Membeli orang lemah karena uang. Karena pengangguran, tidak ada pendapatan, banyak manusia (di zaman dulu dan di zaman sekarang) menawarkan dirinya untuk dibeli orang yang punya duit. Ada yang menjual seksnya, atau menjual tenaganya, atau menjual organ tubuhnya. Agak terhormat: menjual hasil temuannya, sehingga pembeli yang memiliki hak paten untuk temuannya itu. Para pemilik duit segera membeli yang ditawarkan itu dengan harga murah, bahkan sering menipu orang lemah itu lagi. Yang menawarkan seks dijual lagi menjadi Pekerja Seks Komersil. Yang menawarkan tenaganya diperas tenaganya tanpa memberi gaji yang pas; atau orang itu dijual kepada para kafilah (pedagang) yang sedang lewat agar dibuat menjadi budak mereka. Yang menawarkan organ tubuh mendapat harga pembelian yang sangat murah, dan dibangga-banggakan bahwa penjual organ tubuh itu sudah menolong orang lain. Pada hal pembeli organ tubuh itu menjual organ tubuh yang dibelinya itu ribuan kali lipat dari harga pembeliannya. Semuanya karena uang. Benar apa yang dikatakan Paulus kepada Timotius: “Karena akar segala kejahatan ialah cinta uang. Sebab oleh memburu uanglah beberapa orang telah menyimpang dari iman dan menyiksa dirinya dengan berbagai-bagai duka” (1 Tim. 6:10).
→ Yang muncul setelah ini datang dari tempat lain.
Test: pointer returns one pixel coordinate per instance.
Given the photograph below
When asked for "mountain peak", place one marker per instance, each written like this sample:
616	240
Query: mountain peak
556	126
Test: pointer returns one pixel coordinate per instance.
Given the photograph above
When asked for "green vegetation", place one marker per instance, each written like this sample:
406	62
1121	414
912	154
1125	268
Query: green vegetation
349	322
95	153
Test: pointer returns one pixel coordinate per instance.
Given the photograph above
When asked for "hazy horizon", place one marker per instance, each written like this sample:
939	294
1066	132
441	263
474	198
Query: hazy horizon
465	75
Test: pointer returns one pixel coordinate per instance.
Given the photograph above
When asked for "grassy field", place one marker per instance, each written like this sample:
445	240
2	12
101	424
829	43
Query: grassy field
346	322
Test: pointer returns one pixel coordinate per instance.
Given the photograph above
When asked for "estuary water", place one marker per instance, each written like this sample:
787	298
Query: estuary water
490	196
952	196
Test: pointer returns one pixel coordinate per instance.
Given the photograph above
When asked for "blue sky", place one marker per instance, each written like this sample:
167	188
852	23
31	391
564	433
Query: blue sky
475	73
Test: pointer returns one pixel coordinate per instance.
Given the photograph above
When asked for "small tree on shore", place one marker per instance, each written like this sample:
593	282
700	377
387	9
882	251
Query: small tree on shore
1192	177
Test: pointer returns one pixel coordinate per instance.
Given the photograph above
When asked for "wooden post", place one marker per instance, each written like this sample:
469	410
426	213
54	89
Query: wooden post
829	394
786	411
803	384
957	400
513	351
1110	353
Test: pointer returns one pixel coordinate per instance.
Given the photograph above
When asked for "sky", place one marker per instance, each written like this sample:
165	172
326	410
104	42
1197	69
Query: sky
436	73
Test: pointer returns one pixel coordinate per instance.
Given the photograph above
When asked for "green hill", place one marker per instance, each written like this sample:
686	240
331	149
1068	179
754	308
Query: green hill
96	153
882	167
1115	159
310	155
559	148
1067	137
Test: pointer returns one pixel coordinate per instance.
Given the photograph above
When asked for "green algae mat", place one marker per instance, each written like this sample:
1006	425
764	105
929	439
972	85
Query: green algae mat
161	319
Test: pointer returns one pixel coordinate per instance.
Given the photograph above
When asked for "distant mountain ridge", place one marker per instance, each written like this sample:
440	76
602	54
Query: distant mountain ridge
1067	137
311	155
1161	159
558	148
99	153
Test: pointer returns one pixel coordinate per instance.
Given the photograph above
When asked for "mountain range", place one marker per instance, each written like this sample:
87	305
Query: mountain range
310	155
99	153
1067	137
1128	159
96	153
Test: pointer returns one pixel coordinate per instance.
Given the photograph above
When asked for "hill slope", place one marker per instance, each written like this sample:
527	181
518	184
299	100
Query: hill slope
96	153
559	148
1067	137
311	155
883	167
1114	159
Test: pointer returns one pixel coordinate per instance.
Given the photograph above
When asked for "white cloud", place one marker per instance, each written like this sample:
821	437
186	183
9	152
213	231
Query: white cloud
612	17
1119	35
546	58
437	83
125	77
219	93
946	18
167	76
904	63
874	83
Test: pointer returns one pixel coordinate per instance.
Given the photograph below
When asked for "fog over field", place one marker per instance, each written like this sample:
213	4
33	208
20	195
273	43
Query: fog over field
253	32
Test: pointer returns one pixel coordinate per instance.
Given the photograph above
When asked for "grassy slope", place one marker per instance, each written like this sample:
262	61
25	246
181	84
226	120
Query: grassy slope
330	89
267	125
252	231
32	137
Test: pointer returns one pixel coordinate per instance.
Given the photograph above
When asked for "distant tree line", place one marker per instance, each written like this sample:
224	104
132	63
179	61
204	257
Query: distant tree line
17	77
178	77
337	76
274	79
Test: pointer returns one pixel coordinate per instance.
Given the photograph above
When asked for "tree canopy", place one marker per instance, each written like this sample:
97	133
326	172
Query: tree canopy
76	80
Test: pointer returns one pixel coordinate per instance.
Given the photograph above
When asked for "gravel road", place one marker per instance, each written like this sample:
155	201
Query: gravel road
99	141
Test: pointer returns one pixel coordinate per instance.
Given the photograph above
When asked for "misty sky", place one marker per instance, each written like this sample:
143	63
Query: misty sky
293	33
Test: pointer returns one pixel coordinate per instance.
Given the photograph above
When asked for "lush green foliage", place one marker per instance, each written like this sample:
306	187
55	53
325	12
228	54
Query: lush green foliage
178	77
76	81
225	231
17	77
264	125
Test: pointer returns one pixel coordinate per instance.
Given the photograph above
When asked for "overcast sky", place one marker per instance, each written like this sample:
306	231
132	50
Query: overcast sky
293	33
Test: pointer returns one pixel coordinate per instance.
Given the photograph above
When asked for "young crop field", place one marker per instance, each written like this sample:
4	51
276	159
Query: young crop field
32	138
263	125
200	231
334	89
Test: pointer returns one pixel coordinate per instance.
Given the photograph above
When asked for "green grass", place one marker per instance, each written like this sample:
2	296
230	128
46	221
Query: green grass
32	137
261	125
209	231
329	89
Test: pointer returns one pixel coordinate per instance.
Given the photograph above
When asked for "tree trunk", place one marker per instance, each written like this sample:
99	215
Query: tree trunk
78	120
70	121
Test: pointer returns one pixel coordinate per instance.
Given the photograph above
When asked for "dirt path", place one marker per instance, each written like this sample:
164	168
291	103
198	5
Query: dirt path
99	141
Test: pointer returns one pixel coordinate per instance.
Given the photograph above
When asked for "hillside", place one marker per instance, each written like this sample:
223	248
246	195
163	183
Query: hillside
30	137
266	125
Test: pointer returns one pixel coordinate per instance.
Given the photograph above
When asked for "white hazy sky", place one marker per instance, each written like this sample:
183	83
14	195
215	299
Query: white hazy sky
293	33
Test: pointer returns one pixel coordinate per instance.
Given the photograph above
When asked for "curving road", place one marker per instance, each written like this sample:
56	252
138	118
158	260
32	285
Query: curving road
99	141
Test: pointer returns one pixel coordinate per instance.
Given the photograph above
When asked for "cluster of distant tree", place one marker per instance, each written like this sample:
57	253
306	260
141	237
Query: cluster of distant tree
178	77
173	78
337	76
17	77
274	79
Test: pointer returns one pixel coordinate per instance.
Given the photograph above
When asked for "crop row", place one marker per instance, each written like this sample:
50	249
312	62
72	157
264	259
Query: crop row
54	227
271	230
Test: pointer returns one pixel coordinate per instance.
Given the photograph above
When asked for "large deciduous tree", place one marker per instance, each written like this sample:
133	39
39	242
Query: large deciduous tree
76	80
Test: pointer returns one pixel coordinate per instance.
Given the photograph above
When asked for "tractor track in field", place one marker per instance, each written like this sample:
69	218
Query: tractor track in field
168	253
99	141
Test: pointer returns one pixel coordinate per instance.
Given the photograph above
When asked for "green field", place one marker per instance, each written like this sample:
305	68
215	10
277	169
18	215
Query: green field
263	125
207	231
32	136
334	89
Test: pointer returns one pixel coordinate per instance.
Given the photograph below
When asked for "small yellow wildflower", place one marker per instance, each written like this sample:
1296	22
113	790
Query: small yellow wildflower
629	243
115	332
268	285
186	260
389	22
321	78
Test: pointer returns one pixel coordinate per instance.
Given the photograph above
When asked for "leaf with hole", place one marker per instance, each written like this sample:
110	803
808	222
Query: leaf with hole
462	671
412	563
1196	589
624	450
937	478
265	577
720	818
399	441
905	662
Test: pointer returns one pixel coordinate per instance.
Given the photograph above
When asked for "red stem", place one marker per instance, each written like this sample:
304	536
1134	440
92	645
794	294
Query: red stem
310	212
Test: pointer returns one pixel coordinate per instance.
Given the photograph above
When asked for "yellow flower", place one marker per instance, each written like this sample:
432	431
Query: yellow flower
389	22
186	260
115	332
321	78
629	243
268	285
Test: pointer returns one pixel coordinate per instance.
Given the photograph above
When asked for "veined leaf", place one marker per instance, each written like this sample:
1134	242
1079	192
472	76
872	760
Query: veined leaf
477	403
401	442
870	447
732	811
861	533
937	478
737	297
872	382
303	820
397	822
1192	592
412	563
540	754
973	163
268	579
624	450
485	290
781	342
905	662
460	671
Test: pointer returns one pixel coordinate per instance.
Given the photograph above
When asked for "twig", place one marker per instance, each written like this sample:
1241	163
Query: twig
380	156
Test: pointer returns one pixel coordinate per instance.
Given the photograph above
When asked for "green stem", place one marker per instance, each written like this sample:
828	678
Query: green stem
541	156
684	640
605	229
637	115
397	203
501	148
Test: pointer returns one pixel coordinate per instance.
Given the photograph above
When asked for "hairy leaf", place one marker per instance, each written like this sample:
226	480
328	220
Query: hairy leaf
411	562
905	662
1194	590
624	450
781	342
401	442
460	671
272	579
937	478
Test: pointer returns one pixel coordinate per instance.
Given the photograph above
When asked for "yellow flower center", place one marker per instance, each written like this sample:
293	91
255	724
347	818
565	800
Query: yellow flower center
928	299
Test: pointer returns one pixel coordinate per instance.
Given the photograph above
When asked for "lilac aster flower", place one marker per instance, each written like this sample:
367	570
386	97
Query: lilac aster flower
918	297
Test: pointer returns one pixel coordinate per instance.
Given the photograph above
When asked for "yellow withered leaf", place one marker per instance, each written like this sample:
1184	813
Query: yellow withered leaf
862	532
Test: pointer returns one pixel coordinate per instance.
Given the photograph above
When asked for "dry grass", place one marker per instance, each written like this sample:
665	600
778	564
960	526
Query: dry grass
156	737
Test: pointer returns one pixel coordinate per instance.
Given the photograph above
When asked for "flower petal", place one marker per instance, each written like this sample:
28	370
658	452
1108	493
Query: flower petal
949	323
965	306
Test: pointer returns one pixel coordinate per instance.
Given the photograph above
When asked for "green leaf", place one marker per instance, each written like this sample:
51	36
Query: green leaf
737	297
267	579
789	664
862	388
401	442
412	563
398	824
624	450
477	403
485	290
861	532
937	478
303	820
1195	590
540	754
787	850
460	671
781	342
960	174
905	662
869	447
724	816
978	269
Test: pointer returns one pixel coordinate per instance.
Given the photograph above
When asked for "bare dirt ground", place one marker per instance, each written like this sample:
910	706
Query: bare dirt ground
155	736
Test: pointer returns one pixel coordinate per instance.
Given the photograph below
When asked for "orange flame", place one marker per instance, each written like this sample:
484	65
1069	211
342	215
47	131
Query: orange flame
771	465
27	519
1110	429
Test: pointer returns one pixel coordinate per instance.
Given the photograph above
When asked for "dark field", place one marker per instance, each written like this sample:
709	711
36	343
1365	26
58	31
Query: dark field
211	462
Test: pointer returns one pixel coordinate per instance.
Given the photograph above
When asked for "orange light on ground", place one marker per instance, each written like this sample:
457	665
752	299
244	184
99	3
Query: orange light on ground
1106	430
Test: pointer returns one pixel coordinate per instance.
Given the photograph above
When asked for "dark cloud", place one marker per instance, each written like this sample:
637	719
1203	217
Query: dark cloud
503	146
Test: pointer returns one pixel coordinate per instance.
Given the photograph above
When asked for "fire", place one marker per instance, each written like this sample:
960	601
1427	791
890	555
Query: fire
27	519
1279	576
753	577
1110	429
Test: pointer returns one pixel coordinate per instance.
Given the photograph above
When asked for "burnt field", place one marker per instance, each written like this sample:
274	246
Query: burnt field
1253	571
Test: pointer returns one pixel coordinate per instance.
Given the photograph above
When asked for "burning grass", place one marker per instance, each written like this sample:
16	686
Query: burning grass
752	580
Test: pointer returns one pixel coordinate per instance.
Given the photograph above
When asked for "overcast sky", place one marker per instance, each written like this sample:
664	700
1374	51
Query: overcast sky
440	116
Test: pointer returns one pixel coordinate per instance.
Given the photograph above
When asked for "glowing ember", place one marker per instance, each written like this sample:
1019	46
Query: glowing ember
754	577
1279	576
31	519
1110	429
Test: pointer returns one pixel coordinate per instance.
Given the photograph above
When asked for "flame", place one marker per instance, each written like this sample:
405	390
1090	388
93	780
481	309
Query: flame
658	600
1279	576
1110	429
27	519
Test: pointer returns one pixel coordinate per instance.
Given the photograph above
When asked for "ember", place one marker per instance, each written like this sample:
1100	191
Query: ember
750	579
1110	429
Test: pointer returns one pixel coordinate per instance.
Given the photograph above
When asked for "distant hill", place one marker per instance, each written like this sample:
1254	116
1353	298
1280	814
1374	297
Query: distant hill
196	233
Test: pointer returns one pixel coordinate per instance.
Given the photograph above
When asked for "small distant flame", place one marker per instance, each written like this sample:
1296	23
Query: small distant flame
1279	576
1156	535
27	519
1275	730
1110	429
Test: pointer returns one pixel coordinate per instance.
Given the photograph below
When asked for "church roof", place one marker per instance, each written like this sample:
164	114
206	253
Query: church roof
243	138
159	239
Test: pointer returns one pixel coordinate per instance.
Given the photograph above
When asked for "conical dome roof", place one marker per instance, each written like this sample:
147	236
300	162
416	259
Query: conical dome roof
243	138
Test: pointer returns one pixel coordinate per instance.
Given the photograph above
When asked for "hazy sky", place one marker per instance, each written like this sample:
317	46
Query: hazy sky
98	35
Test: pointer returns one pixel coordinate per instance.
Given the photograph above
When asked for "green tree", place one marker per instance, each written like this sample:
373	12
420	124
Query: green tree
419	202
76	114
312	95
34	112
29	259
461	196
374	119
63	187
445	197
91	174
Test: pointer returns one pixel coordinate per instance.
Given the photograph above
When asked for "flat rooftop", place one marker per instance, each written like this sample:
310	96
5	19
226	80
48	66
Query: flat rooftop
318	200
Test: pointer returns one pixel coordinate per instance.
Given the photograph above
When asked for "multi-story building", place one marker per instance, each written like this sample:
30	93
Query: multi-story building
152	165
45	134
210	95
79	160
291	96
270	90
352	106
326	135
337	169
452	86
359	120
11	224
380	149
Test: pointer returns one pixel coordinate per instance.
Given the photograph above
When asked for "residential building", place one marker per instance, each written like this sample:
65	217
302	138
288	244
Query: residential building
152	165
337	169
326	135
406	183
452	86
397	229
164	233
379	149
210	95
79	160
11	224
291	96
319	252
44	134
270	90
Membeli orang miskin karena sepasang kasut. Di negeri seperti Israel di zaman Amos, kasut merupakan kebutuhan yang sangat penting. Kalau berjalan tanpa kasut, maka kaki pasti akan terluka oleh karena batu-batu tajam yang ada di jalan. Berjalan tanpa kasut juga dapat segera digigit oleh kalajengking yang terpijak tanpa sengaja. Gigitan itu bisa mematikan. Si orang miskin sering menawarkan dirinya agar dibeli orang kaya agar si miskin dapat membeli kasut baginya. Ada juga orang miskin yang dijual tuannya kepada orang lain, agar uang yang diperolehnya itu dapat membeli kasut bagi tuan tersebut. Orang yang punya duit membeli orang miskin itu agar ada dijadikan budak di rumahnya. Ngeri memang kalau tidak ada keadilan sosial di tengah masyarakat, bangsa dan negara. Orang yang membeli orang miskin itu masih berdalih: “Untung si miskin itu saya beli agar dia dapat hidup di rumahku sebagai budak, kalau tidak dia akan mati tergeletak kelaparan di pinggir jalan,” katanya. Sedangkal itulah pemikiran orang kaya yang tidak tahu firman TUHAN dan tidak peduli atas ancaman hukuman dari TUHAN karena dia tidak  bekerja untuk meningkatkan taraf hidup orang miskin.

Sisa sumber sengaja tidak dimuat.